# We made overclaiming a build error

> How the Email Fast website checks its own copy against a claims ledger at build time, so an overstated feature or a borrowed badge fails the build.

Canonical: https://emailfast.dev/blog/overclaiming-build-error

Marketing copy has a physics problem: it is written once, in a season of enthusiasm, and the product underneath it never stops moving. Features get cut. Numbers age. A cautious "up to" gets trimmed in an edit. Nobody decides to lie — drift is what happens when true-at-the-time sentences outlive their facts, and on most sites there is no force pushing back.

We write software for a living, and software has a name for this problem, and a fix. When code depends on a fact — this function exists, with this signature — the dependency is checked mechanically, and when the fact changes, the build breaks. So we built our marketing site the same way. On this site, overclaiming is a build error.

## The ledger

Every load-bearing factual claim in our copy — every number, every architectural assertion, every statement about a competitor — exists in exactly one place: a claims ledger, in version control, where each claim has an id, vetted wording, and a pointer to its evidence in the repository. Pages do not state facts. They reference them:

```markdown
When you need an answer about deliverability, there is no
upstream provider to blame: Email Fast runs its own mail transfer agent, warmup engine, reputation breaker, and per-tenant fair queue — the pipes are ours, not resold.
```

At build time the reference resolves to the ledger's exact wording. The page cannot paraphrase a claim upward, because the page never contains the claim's words at all — the ledger's wording is substituted in. And a reference to a claim that does not exist stops the deploy:

```
$ npm run site:build
site/content/pricing.md
  ✗ unknown claim id "uptime-guarantee" — not in claims.ts
site/content/enterprise.md
  ✗ claim "live-sending" is post-arm; site state is day-one
site/content/about.md
  ✗ banned phrase "trusted by" — social proof with no customers
build failed: 3 content errors
```

## The lint

The second mechanism is a banned-phrase lint over the emitted prose. It is a list of things companies our age tend to say and should not: names of compliance certifications we do not hold, uptime and delivery percentages we have no live history to back, "trusted by" formulations with no customers behind them. If a phrase on the list appears anywhere in the rendered site, the build fails with the file and the reason.

A page can allowlist a phrase for exactly one purpose: to deny it honestly. Our security page is permitted to contain the words "SOC 2" because what it says is that we do not have it.

## The state gate

The third mechanism knows what day it is. Claims carry a state, and so does the site. Today the site is in its day-one state: the platform is feature-complete, the sandbox is live, and outbound delivery opens at launch. Some entries in the ledger — "sending is live," warmup behavior measured on real traffic — are marked post-arm, and the build refuses to emit them until the site's state advances. Copy that implies you can deliver live mail today is not a style violation here; it is a compile error until the day it becomes true. When launch arms the infrastructure, we flip one value, and sentences that were errors become publishable. The site cannot run ahead of the product, even when a copywriter is having a good week.

## What this does not do

A post about honesty machinery had better end with the honest part: none of this makes the copy true. Humans write the ledger. A false claim, entered with vetted-sounding wording and a plausible evidence pointer, would resolve just fine.

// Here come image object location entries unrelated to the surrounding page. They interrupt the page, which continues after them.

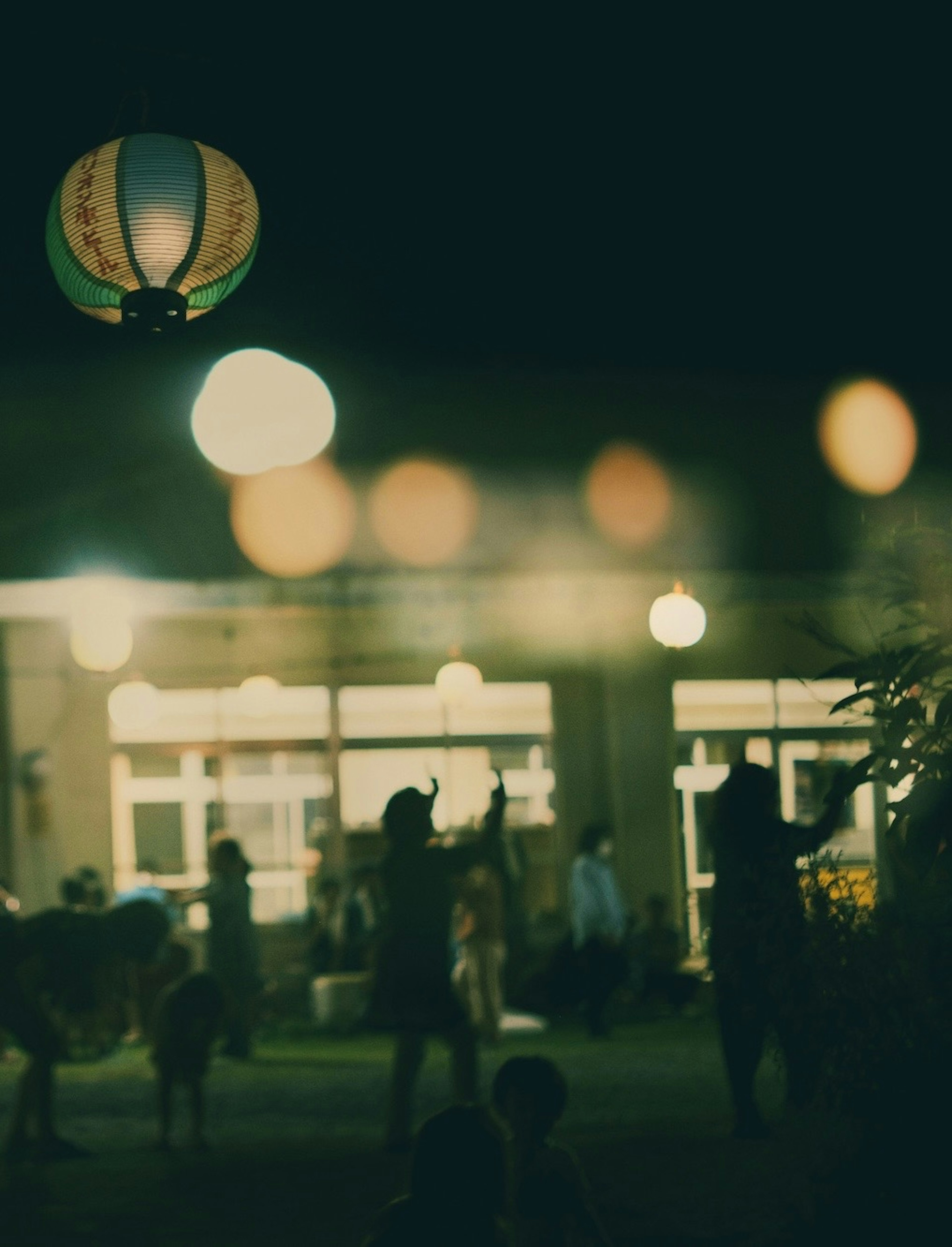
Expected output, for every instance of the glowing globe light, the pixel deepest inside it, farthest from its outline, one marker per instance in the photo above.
(868, 437)
(628, 496)
(293, 522)
(424, 513)
(151, 230)
(100, 633)
(677, 620)
(135, 705)
(260, 411)
(257, 695)
(457, 683)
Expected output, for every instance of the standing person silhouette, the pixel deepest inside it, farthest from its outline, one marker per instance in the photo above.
(232, 941)
(413, 991)
(600, 922)
(758, 941)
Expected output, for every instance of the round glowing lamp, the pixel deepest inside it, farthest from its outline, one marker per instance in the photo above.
(151, 231)
(257, 695)
(457, 683)
(134, 705)
(258, 411)
(100, 633)
(677, 620)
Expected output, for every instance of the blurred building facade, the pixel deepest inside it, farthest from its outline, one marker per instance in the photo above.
(585, 714)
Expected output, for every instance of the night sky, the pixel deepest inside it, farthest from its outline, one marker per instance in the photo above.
(506, 241)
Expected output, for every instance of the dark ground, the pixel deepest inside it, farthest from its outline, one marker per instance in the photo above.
(296, 1152)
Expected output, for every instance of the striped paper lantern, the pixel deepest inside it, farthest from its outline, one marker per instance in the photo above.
(151, 230)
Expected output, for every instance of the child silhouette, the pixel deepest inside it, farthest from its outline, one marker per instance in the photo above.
(186, 1022)
(458, 1186)
(550, 1195)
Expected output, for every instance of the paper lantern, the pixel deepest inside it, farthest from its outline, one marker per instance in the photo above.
(677, 620)
(151, 230)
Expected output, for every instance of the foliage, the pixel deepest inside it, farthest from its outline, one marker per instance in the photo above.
(904, 684)
(884, 973)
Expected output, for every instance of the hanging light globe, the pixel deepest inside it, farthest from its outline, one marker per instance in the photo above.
(258, 411)
(135, 705)
(257, 696)
(151, 230)
(457, 683)
(100, 632)
(677, 620)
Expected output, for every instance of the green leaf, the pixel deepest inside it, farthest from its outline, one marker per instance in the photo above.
(845, 702)
(944, 710)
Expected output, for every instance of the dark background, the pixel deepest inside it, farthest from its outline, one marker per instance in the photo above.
(508, 239)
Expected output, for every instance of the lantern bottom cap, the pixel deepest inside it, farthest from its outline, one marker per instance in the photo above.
(154, 310)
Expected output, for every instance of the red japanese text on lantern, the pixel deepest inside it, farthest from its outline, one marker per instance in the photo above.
(85, 216)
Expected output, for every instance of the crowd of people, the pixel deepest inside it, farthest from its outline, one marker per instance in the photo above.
(429, 925)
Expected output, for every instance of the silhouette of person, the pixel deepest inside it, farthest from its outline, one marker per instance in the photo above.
(57, 963)
(185, 1024)
(480, 933)
(413, 992)
(232, 941)
(759, 935)
(600, 921)
(550, 1194)
(458, 1186)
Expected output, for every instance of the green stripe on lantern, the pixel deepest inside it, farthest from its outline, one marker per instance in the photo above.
(213, 292)
(80, 286)
(175, 280)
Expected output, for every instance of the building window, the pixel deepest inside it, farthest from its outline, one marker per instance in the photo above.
(295, 793)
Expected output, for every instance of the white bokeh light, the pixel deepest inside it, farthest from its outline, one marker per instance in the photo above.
(260, 411)
(677, 620)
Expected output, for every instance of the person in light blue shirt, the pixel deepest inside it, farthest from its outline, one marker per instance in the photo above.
(600, 922)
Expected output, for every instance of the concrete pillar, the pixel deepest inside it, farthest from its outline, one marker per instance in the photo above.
(642, 758)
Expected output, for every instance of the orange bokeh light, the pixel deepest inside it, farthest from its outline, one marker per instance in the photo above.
(868, 437)
(628, 496)
(424, 513)
(295, 522)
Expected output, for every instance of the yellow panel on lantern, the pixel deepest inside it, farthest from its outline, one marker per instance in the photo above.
(91, 224)
(231, 224)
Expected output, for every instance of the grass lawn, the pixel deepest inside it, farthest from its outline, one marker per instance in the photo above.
(297, 1156)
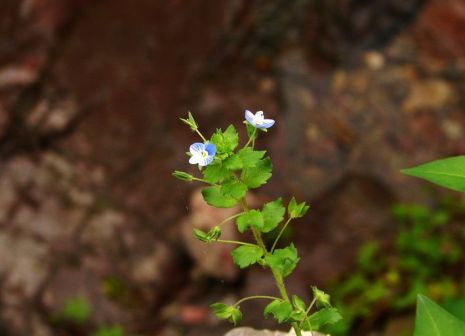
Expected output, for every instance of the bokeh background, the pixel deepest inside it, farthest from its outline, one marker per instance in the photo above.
(94, 230)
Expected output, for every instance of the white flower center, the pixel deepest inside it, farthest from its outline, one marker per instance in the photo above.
(258, 118)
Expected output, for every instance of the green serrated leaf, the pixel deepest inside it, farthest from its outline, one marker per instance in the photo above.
(298, 303)
(283, 260)
(258, 175)
(273, 214)
(245, 255)
(236, 316)
(433, 320)
(221, 310)
(190, 121)
(214, 234)
(296, 210)
(449, 172)
(233, 162)
(322, 299)
(214, 197)
(249, 157)
(234, 188)
(215, 173)
(252, 218)
(281, 310)
(320, 318)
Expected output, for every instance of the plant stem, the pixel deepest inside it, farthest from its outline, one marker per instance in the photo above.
(202, 180)
(278, 278)
(251, 139)
(280, 234)
(229, 218)
(234, 242)
(200, 134)
(256, 297)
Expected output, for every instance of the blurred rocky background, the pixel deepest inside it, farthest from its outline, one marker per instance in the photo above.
(94, 231)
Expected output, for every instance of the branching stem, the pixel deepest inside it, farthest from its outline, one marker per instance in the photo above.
(280, 234)
(256, 297)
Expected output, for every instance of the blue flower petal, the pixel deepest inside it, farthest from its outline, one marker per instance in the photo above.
(206, 161)
(249, 117)
(267, 123)
(194, 159)
(196, 147)
(211, 149)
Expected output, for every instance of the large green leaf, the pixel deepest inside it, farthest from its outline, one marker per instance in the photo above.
(432, 320)
(449, 172)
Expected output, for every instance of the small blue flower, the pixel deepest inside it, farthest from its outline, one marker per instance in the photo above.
(258, 120)
(202, 154)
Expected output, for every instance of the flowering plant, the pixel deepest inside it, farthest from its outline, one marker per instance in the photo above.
(229, 172)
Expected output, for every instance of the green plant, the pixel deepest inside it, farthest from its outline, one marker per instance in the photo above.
(76, 310)
(229, 173)
(115, 330)
(432, 319)
(424, 258)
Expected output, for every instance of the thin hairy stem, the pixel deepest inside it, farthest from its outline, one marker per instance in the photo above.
(277, 277)
(280, 234)
(200, 134)
(251, 138)
(234, 242)
(256, 297)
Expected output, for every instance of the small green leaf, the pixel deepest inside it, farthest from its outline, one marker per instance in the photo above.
(281, 310)
(273, 214)
(245, 255)
(449, 172)
(322, 299)
(296, 210)
(214, 197)
(200, 235)
(190, 121)
(258, 175)
(252, 218)
(221, 310)
(183, 176)
(225, 312)
(298, 303)
(321, 318)
(214, 234)
(244, 158)
(433, 320)
(283, 260)
(251, 131)
(215, 173)
(236, 316)
(234, 188)
(226, 141)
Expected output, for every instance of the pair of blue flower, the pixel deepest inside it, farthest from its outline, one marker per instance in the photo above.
(203, 154)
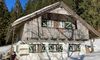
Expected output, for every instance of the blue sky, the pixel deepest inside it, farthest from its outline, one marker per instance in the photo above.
(10, 3)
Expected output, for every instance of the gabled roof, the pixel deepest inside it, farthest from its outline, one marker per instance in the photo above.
(53, 6)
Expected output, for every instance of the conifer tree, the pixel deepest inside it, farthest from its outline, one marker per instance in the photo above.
(4, 22)
(17, 11)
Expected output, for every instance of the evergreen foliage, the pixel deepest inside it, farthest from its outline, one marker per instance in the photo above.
(4, 22)
(87, 9)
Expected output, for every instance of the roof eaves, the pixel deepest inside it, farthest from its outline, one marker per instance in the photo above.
(24, 18)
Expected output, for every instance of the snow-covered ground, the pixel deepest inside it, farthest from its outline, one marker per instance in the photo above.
(91, 56)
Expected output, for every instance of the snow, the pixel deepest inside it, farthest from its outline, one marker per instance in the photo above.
(90, 56)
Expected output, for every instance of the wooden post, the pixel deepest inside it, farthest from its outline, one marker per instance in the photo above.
(92, 48)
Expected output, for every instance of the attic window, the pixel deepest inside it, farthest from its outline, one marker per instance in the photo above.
(74, 47)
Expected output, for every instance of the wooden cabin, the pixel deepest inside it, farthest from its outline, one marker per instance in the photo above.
(51, 33)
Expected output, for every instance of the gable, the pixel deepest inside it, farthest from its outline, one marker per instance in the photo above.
(59, 10)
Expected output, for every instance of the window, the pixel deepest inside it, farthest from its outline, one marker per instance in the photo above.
(37, 48)
(62, 24)
(74, 47)
(32, 48)
(55, 48)
(68, 25)
(47, 23)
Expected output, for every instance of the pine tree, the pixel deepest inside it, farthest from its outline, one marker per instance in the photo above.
(91, 12)
(4, 22)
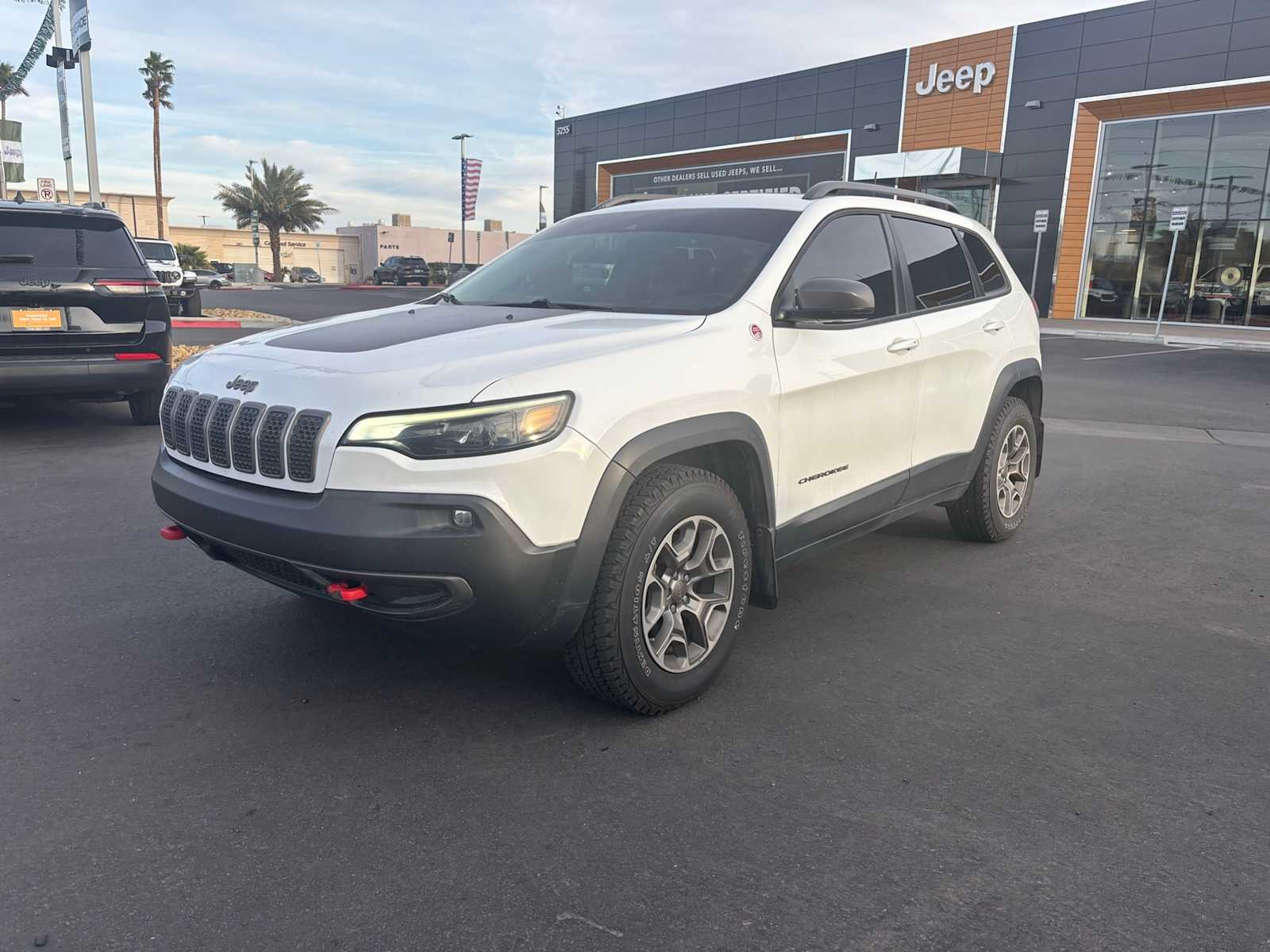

The build cannot smell a lie.

What the machinery changes is the failure mode. Untruth on this site can no longer happen by drift — a stale number here, an inherited superlative there, each edit locally innocent. Every factual assertion is a named object with one wording, one evidence pointer, and a review trail. Changing what the site claims means editing the ledger, in a diff, with a reviewer watching. Casual overclaiming became impossible; deliberate overclaiming became auditable.

That is a smaller promise than "we cannot lie to you," and it is the one we can actually keep. If this site ever overstates what the product does, it will be because a person chose to write that down in the one file built to make such choices conspicuous — not because nobody noticed. Drift is silent everywhere else. Here, it is loud.